I'm not sure if such a thing exists. Precious few stock funds have ever outperformed the S&P500 over the long-term.
Probably a good general rule of thumb.
However it's possible that a fund with a bit of a sanity filter, or tilt towards actual value (not to be confused with the "value" factor as sold which is often just slow growth), might not be such a terrible thing. The performance you want to consider is from shortly before a bubble peaks till a year after the bear that follows. Things that are painfully overvalued don't rebound all the way back. A fund that merely underweights those things wouldn't be so bad.
Berkshire is interesting in that it has a history of not only bouncing all the way back to the prior level, but also bouncing all the way back to the prior trend. It participates heavily in one of my favourite aphorisms: you make most of your money during a bear market, you just don't realize it at the time.
A scary observation that might come in handy at some point in the next few years: if there is a bear market or a real melt down, there will be a bottom. It will probably be pointy: sharp final drop, sharp rebound.

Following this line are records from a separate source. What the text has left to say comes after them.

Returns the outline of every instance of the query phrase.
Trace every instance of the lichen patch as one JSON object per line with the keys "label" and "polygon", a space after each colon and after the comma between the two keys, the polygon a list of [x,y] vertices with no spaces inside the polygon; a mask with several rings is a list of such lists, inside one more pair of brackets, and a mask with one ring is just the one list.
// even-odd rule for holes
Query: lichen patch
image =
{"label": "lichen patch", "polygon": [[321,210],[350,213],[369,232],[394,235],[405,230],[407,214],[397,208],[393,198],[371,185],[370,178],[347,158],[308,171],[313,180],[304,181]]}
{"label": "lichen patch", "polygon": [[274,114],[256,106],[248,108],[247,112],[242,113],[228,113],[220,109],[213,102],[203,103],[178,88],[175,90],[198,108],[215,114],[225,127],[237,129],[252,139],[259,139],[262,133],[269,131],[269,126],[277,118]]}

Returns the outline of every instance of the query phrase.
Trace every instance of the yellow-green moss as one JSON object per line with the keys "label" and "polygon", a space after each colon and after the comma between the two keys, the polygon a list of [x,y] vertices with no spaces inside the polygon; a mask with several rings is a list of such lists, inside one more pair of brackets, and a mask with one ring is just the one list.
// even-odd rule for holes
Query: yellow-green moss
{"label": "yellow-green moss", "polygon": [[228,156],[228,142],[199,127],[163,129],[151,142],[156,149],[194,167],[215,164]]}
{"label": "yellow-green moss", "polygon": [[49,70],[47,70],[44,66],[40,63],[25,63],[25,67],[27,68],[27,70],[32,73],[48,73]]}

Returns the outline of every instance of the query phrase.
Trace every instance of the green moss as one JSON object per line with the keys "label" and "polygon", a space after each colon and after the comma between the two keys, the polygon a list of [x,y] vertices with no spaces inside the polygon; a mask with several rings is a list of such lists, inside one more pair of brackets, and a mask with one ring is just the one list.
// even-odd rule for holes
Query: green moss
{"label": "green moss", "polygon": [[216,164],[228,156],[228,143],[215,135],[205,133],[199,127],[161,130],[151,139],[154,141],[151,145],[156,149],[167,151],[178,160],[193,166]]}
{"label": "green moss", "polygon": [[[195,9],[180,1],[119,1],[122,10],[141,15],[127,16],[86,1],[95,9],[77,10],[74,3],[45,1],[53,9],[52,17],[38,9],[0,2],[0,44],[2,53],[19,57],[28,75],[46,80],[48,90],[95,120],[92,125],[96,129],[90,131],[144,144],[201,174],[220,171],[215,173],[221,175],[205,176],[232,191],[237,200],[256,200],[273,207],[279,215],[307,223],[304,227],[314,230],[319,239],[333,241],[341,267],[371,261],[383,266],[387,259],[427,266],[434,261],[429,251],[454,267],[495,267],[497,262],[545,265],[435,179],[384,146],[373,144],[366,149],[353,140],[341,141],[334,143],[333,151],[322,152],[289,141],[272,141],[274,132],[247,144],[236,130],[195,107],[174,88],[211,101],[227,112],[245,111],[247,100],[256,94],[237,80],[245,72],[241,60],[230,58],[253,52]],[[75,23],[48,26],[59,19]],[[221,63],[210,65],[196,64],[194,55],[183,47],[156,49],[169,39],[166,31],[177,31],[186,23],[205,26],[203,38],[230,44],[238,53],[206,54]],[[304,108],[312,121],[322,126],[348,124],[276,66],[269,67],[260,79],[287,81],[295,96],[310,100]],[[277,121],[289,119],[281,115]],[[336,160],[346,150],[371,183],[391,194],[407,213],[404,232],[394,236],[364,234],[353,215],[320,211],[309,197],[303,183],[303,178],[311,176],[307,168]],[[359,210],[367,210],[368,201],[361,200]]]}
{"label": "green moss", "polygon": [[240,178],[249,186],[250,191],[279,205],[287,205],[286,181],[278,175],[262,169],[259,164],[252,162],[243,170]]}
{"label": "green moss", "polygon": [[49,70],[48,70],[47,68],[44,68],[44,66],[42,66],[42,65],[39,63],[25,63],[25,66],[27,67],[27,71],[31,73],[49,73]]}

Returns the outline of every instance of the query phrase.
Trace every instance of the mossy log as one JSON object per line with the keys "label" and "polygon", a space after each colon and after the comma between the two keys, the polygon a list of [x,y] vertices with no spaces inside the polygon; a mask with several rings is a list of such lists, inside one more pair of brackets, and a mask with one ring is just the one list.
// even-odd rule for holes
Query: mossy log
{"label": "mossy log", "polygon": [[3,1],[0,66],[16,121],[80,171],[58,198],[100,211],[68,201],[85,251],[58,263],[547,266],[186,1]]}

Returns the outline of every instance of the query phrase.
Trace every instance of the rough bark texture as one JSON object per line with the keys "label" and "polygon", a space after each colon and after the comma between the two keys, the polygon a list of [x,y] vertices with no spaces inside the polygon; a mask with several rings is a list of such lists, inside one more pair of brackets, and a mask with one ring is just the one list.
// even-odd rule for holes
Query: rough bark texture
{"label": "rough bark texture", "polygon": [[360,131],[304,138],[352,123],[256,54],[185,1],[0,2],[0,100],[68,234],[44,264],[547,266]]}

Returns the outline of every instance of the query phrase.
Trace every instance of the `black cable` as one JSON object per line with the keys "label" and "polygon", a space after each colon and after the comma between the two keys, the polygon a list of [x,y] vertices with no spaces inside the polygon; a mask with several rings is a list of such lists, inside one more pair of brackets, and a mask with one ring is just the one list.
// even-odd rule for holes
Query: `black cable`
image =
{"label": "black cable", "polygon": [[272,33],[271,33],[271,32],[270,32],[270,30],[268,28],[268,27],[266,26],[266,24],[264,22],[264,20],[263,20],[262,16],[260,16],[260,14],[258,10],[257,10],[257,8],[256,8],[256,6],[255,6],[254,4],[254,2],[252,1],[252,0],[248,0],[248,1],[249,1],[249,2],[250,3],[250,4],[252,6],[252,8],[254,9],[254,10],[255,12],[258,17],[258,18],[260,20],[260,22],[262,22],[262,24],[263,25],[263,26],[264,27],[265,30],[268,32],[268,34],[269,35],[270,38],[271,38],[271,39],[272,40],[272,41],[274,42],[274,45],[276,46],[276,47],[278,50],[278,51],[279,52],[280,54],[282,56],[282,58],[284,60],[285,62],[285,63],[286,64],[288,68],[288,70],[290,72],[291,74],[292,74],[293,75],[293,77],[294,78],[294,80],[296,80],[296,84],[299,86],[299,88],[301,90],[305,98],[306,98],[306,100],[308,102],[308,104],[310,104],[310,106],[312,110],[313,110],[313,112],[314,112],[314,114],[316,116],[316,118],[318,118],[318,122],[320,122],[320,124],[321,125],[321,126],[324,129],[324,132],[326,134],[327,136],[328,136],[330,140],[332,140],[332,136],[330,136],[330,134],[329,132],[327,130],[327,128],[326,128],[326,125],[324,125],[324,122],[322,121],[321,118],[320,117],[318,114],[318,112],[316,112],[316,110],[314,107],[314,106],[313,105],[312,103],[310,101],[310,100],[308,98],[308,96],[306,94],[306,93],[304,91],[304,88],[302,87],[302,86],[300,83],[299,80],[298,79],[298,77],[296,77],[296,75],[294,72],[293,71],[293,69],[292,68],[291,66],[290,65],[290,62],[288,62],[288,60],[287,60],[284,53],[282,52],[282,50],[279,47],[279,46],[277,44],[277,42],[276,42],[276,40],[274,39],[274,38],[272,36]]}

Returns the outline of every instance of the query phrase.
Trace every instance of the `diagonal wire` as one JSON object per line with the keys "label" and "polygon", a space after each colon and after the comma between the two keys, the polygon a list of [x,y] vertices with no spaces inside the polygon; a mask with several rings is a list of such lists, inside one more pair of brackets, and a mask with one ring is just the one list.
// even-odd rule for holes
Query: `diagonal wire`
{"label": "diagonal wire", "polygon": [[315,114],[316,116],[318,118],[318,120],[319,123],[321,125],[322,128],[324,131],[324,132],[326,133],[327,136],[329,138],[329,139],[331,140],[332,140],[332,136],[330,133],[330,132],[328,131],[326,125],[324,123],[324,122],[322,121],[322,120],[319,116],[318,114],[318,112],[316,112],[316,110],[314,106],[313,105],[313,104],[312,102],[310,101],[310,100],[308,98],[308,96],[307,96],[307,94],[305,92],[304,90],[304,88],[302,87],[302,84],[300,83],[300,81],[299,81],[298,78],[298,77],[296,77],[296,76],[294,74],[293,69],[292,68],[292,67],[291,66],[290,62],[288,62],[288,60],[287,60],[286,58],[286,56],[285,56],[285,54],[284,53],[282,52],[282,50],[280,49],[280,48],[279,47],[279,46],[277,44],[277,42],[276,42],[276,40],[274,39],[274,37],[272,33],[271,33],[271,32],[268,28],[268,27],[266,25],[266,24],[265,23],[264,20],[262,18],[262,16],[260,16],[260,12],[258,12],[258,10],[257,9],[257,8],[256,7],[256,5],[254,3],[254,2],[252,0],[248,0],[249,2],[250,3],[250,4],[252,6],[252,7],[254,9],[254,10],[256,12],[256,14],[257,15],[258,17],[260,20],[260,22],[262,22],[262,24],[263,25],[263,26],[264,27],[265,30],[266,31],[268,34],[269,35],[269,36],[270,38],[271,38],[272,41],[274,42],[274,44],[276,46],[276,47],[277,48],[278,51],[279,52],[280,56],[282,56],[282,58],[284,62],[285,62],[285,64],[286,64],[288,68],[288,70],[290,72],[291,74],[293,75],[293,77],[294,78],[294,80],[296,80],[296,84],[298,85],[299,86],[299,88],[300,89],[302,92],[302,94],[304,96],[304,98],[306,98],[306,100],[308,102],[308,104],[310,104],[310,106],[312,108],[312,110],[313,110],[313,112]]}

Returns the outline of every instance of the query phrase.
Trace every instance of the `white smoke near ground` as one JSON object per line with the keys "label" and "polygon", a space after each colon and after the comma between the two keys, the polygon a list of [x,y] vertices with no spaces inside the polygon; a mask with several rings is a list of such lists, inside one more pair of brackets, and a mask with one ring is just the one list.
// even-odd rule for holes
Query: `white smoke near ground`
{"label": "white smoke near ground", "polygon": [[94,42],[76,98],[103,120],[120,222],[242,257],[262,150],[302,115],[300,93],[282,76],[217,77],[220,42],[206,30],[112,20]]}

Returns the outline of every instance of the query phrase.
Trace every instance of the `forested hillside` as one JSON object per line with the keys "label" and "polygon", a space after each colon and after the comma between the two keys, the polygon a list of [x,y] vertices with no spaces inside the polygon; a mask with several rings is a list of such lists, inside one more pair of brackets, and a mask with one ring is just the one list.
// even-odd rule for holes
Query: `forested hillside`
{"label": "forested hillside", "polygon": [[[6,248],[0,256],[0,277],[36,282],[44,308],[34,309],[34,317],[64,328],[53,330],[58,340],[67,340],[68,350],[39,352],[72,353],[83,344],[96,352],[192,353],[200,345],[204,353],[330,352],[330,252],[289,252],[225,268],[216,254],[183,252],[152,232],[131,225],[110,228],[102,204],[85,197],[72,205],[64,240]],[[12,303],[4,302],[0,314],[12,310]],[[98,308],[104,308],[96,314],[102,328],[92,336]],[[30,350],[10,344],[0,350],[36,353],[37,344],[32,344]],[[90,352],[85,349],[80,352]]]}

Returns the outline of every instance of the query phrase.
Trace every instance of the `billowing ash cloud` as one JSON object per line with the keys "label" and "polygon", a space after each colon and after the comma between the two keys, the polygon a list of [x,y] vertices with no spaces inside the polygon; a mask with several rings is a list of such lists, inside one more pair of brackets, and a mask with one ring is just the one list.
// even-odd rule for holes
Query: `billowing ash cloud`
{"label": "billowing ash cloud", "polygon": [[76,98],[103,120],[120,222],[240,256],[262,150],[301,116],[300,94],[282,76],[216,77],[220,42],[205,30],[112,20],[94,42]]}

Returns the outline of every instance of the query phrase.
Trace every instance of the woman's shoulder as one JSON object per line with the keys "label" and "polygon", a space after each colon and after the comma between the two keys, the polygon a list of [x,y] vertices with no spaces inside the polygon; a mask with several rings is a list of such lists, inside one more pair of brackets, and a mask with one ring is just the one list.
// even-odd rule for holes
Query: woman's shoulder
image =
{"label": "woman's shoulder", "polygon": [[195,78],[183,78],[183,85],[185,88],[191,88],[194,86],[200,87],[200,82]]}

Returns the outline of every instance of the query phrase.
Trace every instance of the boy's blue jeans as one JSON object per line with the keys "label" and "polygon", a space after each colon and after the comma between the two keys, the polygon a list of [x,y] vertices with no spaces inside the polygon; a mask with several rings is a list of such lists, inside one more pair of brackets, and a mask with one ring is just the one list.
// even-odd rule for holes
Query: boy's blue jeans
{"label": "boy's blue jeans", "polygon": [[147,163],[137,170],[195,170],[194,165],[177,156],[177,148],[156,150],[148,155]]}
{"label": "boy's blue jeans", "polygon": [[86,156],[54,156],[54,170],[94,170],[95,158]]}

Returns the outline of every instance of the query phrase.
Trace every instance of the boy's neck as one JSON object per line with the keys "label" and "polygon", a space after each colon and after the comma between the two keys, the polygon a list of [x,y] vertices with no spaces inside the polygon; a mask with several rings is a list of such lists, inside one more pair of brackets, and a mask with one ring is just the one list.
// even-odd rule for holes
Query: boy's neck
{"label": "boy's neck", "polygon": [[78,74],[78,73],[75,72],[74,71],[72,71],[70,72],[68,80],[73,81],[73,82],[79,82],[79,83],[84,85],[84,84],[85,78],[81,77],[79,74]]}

After some short period of time, the bottom in retrospect will seem pretty certain: everything is bouncing like a bungee. At that point, the stuff you want to own for a few months is the worst possible crap, the stuff that sold off the worst during the melt down, often deserving it. Think: meme stocks. The stuff that you would normally want to short. Defensives during the slide, speculatives for a couple/few months after the bottom, then prudent stuff.